Abstract :
Program Studi DIII Keperawatan Fakultas Ilmu Kesehatan Universitas Duta Bangsa Surakarta
2022
PENERAPAN PEMBERIAN TERAPI LARUTAN JERUK NIPIS DAN MADU TERHADAP BERSIHAN JALAN NAFAS TIDAK EFEKTIF
ABSTRAK
Latar belakang: Infeksi Saluran Pernafasan Akut (ISPA) merupakan radang akut saluran pernapasan yang disebabkan agen infeksius seperti virus, jamur dan bakteri yang masuk ke dalam tubuh dan menyerang saluran pernapasan mulai dari hidung ( saluran pernapasan atas) hingga alveoli ( saluran pernapasan bawah ) yang penyebarannya melalui udara. Gejalanya meliputi demam batuk, dan sering juga nyeri di tenggorokan, pilek, sesak nafas, mengi atau kesulitan bernapas. ISPA biasanya berlangsung lebih dari 14 hari.

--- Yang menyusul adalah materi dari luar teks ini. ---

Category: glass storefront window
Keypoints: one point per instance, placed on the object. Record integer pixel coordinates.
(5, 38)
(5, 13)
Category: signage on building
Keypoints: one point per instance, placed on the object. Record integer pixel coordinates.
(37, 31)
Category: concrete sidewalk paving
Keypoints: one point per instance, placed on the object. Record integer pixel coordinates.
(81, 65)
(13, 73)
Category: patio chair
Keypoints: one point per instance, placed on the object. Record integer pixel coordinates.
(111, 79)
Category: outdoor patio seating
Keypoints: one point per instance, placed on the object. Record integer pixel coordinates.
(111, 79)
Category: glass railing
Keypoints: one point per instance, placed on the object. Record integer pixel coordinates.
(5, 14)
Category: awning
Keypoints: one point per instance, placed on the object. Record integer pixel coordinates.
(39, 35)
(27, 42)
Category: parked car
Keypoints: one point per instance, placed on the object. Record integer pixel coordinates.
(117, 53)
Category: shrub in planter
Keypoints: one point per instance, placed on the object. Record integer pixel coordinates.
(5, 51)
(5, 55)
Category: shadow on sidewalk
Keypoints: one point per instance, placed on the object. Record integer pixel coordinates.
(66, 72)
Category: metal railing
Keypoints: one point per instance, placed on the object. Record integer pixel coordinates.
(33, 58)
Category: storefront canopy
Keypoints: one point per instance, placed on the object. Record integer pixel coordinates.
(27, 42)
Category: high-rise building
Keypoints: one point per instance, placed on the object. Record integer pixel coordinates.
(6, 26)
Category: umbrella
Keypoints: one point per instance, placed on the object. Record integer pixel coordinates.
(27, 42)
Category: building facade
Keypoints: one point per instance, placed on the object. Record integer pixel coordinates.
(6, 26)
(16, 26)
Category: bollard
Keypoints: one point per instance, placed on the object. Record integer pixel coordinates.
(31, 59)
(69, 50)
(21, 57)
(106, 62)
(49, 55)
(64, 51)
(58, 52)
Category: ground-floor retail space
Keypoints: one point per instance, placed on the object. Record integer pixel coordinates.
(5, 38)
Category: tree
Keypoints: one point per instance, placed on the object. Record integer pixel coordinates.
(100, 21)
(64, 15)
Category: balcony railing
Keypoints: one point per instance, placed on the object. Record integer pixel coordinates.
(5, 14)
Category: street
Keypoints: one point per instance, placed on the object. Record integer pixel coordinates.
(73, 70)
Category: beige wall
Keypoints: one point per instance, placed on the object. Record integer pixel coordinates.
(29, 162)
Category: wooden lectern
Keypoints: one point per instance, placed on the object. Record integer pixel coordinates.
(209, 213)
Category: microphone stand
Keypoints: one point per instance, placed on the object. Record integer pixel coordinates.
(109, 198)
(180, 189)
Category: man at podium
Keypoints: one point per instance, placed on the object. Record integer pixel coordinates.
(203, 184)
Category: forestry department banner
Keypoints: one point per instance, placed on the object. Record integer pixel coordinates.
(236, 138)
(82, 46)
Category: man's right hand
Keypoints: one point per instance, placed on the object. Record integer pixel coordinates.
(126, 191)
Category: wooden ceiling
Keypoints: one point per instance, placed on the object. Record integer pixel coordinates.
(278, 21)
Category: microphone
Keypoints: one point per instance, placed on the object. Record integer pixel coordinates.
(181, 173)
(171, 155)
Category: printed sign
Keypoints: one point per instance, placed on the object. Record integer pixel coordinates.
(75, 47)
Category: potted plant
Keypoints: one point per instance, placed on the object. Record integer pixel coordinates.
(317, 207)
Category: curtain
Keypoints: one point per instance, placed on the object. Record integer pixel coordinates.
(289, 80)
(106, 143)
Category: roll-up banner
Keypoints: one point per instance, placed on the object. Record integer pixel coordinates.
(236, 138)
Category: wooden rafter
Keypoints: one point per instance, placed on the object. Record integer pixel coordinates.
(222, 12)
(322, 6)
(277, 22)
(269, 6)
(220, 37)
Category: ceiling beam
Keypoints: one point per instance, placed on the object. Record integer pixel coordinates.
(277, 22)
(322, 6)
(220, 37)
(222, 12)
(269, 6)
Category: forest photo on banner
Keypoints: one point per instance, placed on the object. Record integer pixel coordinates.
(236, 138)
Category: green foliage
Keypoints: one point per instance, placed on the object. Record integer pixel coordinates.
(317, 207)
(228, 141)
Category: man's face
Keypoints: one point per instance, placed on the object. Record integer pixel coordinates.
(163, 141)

Tujuan: Mendeskripsikan gambaran bersihan jalan nafas sebelum dan setelah diberikan larutan jeruk nipis dan madu pada anak dengan ISPA. Metode: metode yang dilakukan dalam penelitian studi kasus ini menggunakan metode observasi dan wawancara dengan pendekatan asuhan keperawatan dalam penerapan pemberian terapi larutan jeruk nipis dan madu terhadap bersihan jalan nafas tidak efektif. Hasil: Terdapat peningkatan keefektifan bersihan jalan nafas setalah dilakukan penerapan terapi non- farmakologis pemberian larutan jeruk nipis dan madu selama 3 kali kunjungan dari hasil ukur 20% dan RR 26 x/mnt dengan kategori bersihan jalan nafas tidak efektif menjadi efektif dengan hasil ukur 80% dan RR 22 x/mnt. Kesimpulan: Terdapat perubahan keefektifan bersihan jalan nafas sebelum dan sesudah diberikan terapi larutan jeruk nipis dan madu.